Повитуха Аграфена Силантьевна, баба опытная, за сорок лет повидавшая всякого, когда приняла дитя на руки, вдруг остановилась. Молчала. Смотрела. Мать — Прасковья Никитична, женщина кроткая и богобоязненная — уже тревожиться начала: почему повитуха молчит? Жив ли? Цел ли?
— Жив, жив, — сказала наконец Аграфена, и голос у неё был странный — не то удивлённый, не то испуганный. — Только вот...
— Что «только вот»? — Прасковья привстала на локте.
— Рыжий, — сказала Аграфена. — Вот это «только вот». Рыжий, как лиса. Ни в отца, ни в мать. В кого пошёл — ума не приложу.
Никита Фомич, сидевший на лавке и державший шапку в руках, поскрёб затылок. Его род был тёмно-русым испокон веков. Прасковьин — и того темнее, почти вороной. А тут — рыжина такая, что хоть лучину не зажигай.
— Может, дед какой рыжий был? — осторожно предположил Никита.
— Может, и был, — согласилась Прасковья. — Дед Антип со стороны матери, сказывают, был рыж. Да я его в жизни не видела.
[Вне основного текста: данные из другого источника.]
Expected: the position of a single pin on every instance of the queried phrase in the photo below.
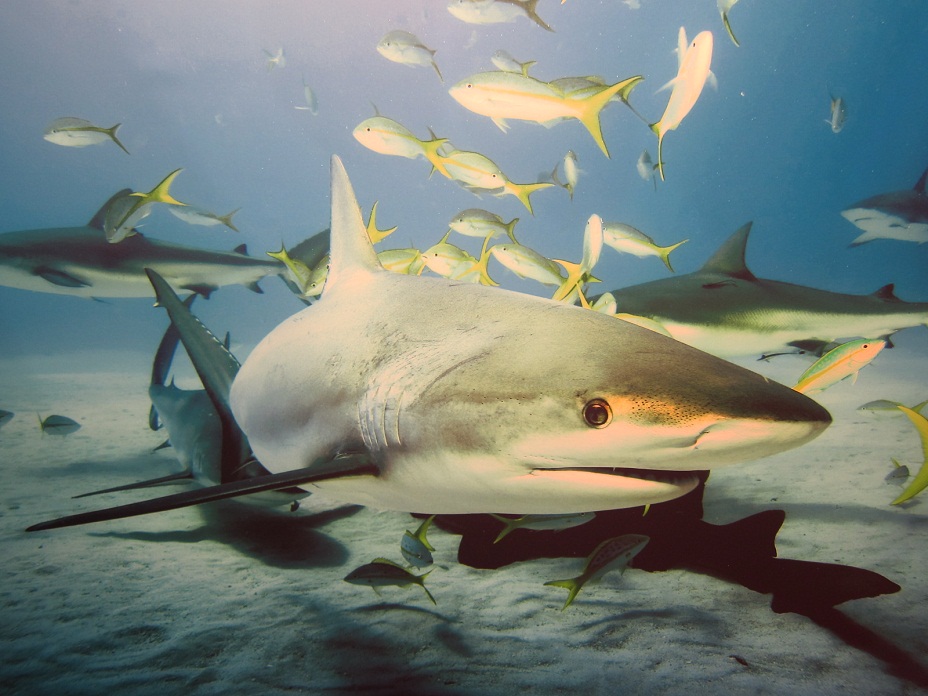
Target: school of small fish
(505, 94)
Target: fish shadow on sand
(277, 539)
(742, 552)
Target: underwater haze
(191, 87)
(251, 100)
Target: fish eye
(597, 413)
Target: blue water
(190, 86)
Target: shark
(899, 215)
(724, 309)
(469, 399)
(80, 261)
(431, 395)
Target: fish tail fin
(430, 148)
(227, 220)
(531, 12)
(482, 263)
(508, 526)
(420, 581)
(656, 128)
(112, 133)
(572, 585)
(510, 229)
(162, 192)
(594, 104)
(523, 191)
(665, 253)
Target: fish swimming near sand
(920, 481)
(415, 546)
(612, 554)
(724, 309)
(58, 425)
(841, 362)
(382, 572)
(384, 393)
(901, 215)
(536, 522)
(79, 261)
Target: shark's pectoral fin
(170, 478)
(337, 467)
(60, 278)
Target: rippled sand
(228, 599)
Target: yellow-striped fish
(839, 363)
(694, 61)
(507, 95)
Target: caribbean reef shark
(898, 215)
(726, 310)
(80, 261)
(195, 429)
(428, 395)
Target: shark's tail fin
(572, 585)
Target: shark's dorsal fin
(351, 248)
(920, 184)
(729, 259)
(97, 220)
(887, 292)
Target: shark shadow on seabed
(743, 552)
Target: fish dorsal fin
(887, 292)
(351, 251)
(729, 259)
(920, 184)
(97, 220)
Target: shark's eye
(597, 413)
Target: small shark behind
(899, 215)
(80, 261)
(429, 395)
(726, 310)
(474, 399)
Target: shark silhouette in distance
(80, 261)
(899, 215)
(724, 309)
(428, 395)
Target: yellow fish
(476, 171)
(502, 95)
(839, 363)
(694, 61)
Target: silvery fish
(612, 554)
(406, 48)
(382, 572)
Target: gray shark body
(726, 310)
(80, 261)
(901, 215)
(474, 399)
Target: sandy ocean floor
(229, 599)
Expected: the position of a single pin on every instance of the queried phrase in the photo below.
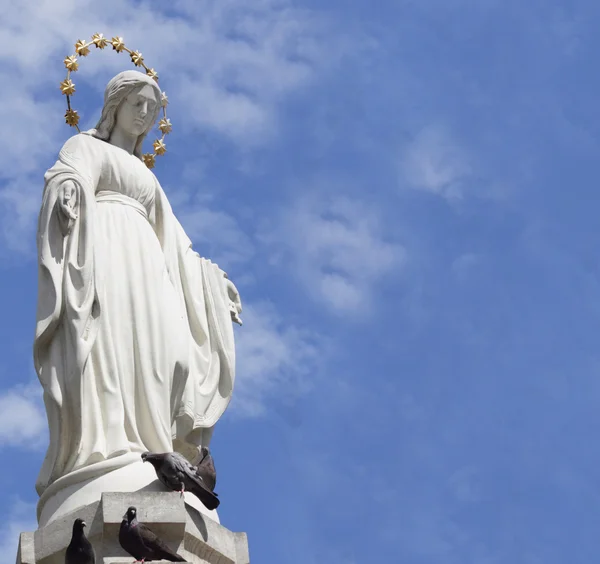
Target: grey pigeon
(177, 474)
(80, 549)
(206, 469)
(139, 541)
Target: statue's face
(137, 110)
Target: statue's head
(131, 102)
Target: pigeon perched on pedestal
(206, 469)
(80, 550)
(139, 541)
(176, 473)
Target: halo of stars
(67, 87)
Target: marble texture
(195, 536)
(134, 343)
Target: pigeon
(206, 469)
(177, 474)
(139, 541)
(80, 550)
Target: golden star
(81, 48)
(118, 44)
(165, 125)
(99, 40)
(67, 87)
(137, 59)
(71, 63)
(159, 147)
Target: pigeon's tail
(208, 498)
(172, 557)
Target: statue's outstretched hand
(235, 302)
(67, 204)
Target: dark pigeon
(80, 550)
(206, 469)
(177, 474)
(139, 541)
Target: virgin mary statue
(134, 342)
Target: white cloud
(215, 234)
(226, 65)
(337, 249)
(434, 162)
(22, 417)
(274, 358)
(20, 518)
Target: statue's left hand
(235, 302)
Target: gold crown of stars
(67, 87)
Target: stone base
(195, 536)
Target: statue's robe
(134, 341)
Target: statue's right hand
(67, 202)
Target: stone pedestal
(192, 534)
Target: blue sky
(406, 195)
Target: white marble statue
(134, 342)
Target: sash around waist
(106, 196)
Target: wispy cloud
(17, 519)
(274, 358)
(22, 417)
(433, 161)
(266, 51)
(337, 249)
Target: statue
(134, 343)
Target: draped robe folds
(134, 341)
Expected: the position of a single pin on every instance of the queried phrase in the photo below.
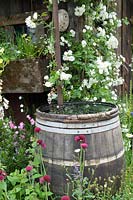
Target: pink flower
(77, 138)
(45, 178)
(29, 168)
(21, 126)
(81, 138)
(3, 173)
(42, 143)
(28, 117)
(39, 142)
(84, 145)
(37, 129)
(41, 180)
(32, 121)
(1, 177)
(12, 125)
(65, 198)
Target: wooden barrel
(105, 153)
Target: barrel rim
(99, 116)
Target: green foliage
(14, 144)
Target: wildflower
(79, 10)
(39, 142)
(84, 43)
(12, 125)
(45, 178)
(72, 33)
(77, 150)
(43, 145)
(21, 126)
(65, 198)
(64, 76)
(29, 168)
(112, 42)
(48, 84)
(32, 121)
(131, 113)
(46, 77)
(35, 15)
(1, 177)
(84, 145)
(81, 138)
(37, 129)
(41, 180)
(28, 117)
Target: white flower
(72, 33)
(84, 43)
(46, 77)
(48, 84)
(112, 43)
(79, 10)
(64, 76)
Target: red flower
(84, 145)
(37, 129)
(65, 198)
(29, 168)
(1, 177)
(45, 178)
(81, 138)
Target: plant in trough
(88, 67)
(30, 182)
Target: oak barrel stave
(105, 153)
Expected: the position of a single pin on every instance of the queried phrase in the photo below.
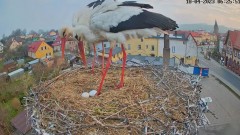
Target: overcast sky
(48, 14)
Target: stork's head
(65, 32)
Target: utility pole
(166, 51)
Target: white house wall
(191, 49)
(177, 47)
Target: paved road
(225, 105)
(225, 75)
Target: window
(129, 47)
(152, 48)
(139, 47)
(173, 49)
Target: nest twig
(152, 101)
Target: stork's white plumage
(117, 22)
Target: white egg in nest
(85, 94)
(92, 93)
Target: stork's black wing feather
(95, 3)
(134, 4)
(146, 19)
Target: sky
(53, 14)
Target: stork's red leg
(94, 58)
(82, 53)
(63, 47)
(105, 71)
(120, 85)
(102, 57)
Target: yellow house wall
(190, 61)
(144, 51)
(42, 53)
(115, 57)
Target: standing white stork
(117, 22)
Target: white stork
(117, 22)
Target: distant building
(1, 47)
(216, 29)
(116, 54)
(9, 65)
(21, 123)
(16, 42)
(57, 45)
(40, 49)
(143, 46)
(52, 33)
(231, 51)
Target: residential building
(216, 29)
(21, 124)
(182, 48)
(143, 46)
(16, 42)
(231, 51)
(9, 66)
(116, 54)
(1, 47)
(52, 33)
(40, 49)
(57, 45)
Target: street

Так рыжина нашла себе объяснение — в деде Антипе, которого никто не помнил, но все теперь поминали добрым словом. Ребёнка окрестили Тимофеем, как и положено по святцам: июль — месяц богатый на имена. А рыжину оставили как есть — не перекрасишь.
Рос Тимофей быстро — не по дням, а по часам, как в сказке говорится. Только в сказках такой рост к подвигам богатырским приводит, а в Горелово — просто к тому, что мальчишка на всё деревенское добро зарился с любопытством неуёмным. Едва ходить научился — уже везде: и в огороде, и на реке, и в кузне у Прокопа, куда детям вообще-то хода не было. Прокоп его оттуда выгнал раза три, да потом махнул рукой: пускай смотрит, коли тихо сидит.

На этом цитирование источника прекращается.